What's going on in the heads of victims of domestic violence?

Anonymous
My sister was too embarrassed to tell anyone. She's a strong woman, who never puts up with BS. The breaking point was when he gave her a black eye and she had to go to work looking like a DV victim. Holding her at gunpoint for any entire night wasn't enough, but the black eye threw her over the edge.

I think her strength was part of the problem. She thought she could handle it. He got upset sometimes, but if she just changed her behavior a little bit, she could get back that guy she was infatuated with. The problem is that guy was only a mirage. The abusive asshole was the real him.
Anonymous
OP here. Thanks for all your outreach and insight into what's happening. I really appreciate it. And I'm so glad you are not subject to that anymore.

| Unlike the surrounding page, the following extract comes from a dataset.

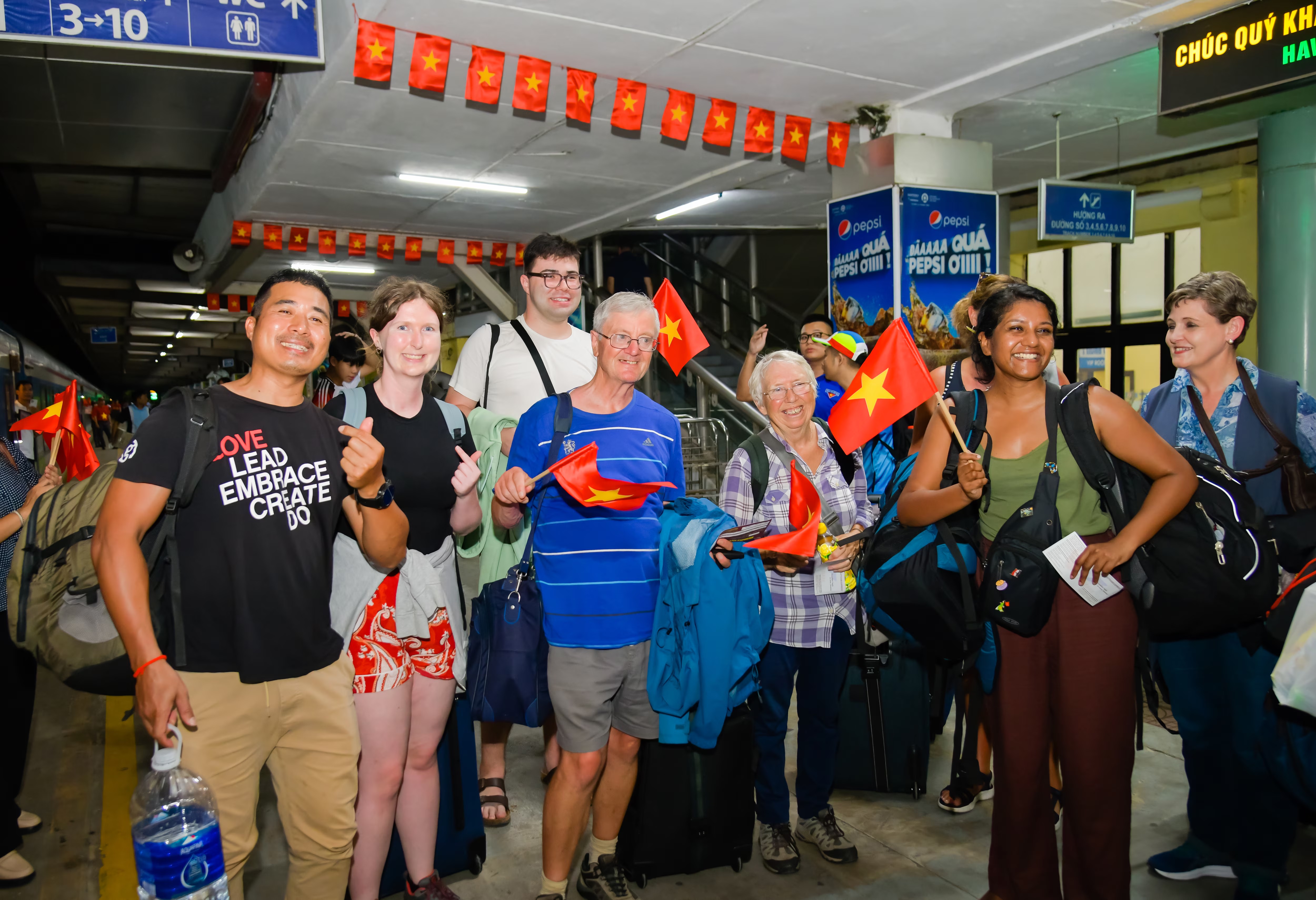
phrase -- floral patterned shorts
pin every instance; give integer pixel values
(385, 661)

I think/hope the court cases will end up mandating some sort of therapy or substance abuse assessment/treatment for my brother, which may help. I will let her know, no matter what, I support her.
Anonymous
As someone in this situation I can tell you no one on the outside really knows what happens in our house. It's embarrassing that it happened to me, I don't want people to know so I cut myself off from my friends. I am successful and a strong woman and if you met me or my husband you would have no idea. The best thing I can say is to be there for her, be her friend for lunch and coffee. Offer to take her kids out so she has a moment to herself without her spouse because otherwise she is probably always on edge not knowing when the next blow up will be - could it be when he is alone with the kids?. Be close to her even when she is closing you off because if things are bad there will come a time when she wants to call someone and tell them something is wrong or that she needs help.
Anonymous
How awesome is family that loves! Thank you for being there for your family. A safe haven for all with protected boundaries is real important! If this were my loved one, I would try to get her to change her thinking and replace negative with positive. Little by little, minute by minute, the good thoughts will take over. Thinking is believing and believing is what we are living and doing. I would tell her this is a work in progress, and she can begin by changing her thinking, then seek help and guidance. Begin the process and believe!
Anonymous
OP, I am in awe that you can recognize and abhor this behavior from your own brother. I was married to an abuser and even though his entire family knew he had problems, they also took his side and continue to try to make it look like it's my fault (all charges led by him, of course). You acknowledging this to SIL and showing her that, despite your family ties, you are HER ally, is tremendous. I hope it will show her that she has a way out; that she's not crazy; that other people who love him see it too.